Prior to the 2008 Armenian presidential election, the party endorsed Serzh Sargsyan from the Republican Party.

In the 2012 Armenian parliamentary election, the party nominated Stepan Margaryan, to run under Prosperous Armenia's electoral list, while Shirak Torosyan was under the Republican Party's.

Prior to the 2018 Armenian parliamentary election, the party announced that it would no longer endorse the Republican Party of Armenia. Shirak Torosyan announced his support for Nikol Pashinyan. Following Torosyan's statement, the Republican Party decided to cut all ties with Torosyan. Torosyan participated in the 2018 elections as a non-partisan candidate with the My Step Alliance.

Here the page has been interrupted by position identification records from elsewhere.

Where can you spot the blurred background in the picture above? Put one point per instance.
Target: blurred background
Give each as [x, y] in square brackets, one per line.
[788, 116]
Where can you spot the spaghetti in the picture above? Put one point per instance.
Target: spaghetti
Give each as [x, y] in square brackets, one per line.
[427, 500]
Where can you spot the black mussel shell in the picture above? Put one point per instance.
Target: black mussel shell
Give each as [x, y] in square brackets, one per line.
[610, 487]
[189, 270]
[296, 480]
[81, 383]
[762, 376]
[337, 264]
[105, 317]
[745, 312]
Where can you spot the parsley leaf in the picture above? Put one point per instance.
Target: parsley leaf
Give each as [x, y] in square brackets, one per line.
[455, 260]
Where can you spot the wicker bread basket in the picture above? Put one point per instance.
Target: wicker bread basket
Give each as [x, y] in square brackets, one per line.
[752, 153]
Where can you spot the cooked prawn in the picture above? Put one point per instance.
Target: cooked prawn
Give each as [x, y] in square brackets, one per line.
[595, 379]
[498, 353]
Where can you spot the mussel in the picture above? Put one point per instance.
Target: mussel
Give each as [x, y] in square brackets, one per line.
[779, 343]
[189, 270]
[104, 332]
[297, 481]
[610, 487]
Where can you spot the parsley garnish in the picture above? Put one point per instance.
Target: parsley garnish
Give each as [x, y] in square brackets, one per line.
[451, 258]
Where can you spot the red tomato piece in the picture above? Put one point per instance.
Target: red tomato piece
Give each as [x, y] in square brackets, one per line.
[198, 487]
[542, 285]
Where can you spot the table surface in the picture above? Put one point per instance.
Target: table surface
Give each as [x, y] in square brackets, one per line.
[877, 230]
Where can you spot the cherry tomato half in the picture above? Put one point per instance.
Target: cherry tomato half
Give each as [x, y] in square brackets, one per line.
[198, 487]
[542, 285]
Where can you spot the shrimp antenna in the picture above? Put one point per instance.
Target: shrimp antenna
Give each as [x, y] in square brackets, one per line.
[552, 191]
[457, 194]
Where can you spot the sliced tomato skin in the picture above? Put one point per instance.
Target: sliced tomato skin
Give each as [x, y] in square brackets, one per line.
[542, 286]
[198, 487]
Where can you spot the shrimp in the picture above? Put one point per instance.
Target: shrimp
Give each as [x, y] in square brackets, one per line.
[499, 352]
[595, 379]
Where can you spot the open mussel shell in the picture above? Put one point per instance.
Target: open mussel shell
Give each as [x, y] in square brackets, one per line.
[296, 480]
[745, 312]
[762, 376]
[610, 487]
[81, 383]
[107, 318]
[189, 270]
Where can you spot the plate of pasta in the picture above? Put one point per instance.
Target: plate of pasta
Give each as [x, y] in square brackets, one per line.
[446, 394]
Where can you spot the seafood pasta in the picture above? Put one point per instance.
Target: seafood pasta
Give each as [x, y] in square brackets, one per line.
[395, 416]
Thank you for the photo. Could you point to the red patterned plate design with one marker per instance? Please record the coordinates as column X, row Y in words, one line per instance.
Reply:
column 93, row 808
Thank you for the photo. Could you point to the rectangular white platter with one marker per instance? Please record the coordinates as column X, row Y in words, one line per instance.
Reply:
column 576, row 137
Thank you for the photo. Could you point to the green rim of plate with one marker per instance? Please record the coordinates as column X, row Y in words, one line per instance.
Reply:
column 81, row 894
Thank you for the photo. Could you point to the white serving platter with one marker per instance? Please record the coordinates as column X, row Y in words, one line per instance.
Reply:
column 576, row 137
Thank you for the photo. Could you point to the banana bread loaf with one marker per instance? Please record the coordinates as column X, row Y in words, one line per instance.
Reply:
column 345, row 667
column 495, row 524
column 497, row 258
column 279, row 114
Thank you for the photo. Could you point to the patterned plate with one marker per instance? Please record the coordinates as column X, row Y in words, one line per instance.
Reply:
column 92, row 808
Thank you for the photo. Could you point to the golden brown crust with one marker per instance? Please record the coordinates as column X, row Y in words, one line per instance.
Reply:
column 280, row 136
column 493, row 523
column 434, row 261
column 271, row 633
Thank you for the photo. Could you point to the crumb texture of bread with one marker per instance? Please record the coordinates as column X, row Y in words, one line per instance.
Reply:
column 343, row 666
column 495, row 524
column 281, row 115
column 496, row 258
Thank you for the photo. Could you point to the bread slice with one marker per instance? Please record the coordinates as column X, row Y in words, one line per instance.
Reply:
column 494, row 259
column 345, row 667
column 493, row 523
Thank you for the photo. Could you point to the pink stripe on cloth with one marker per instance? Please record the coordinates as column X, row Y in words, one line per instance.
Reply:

Shirak Torosyan announced his intention to participate in the 2021 Armenian parliamentary elections under Nikol Pashinyan's Civil Contract electoral list.

==Ideology==
The party supports fostering stronger ties between Armenia and the Armenian Diaspora as well as strengthening the economic development of the country. In October 2017, prior to the signing of the Armenia–EU Comprehensive and Enhanced Partnership Agreement, Shirak Torosyan stated, "Armenia will have the possibility of comprehensive relations with the EU in economy, trade, and a number of other areas, which are fixed in the document. This will become a new impetus to build a new type of relationship with the West. This is a major achievement in the field of foreign policy."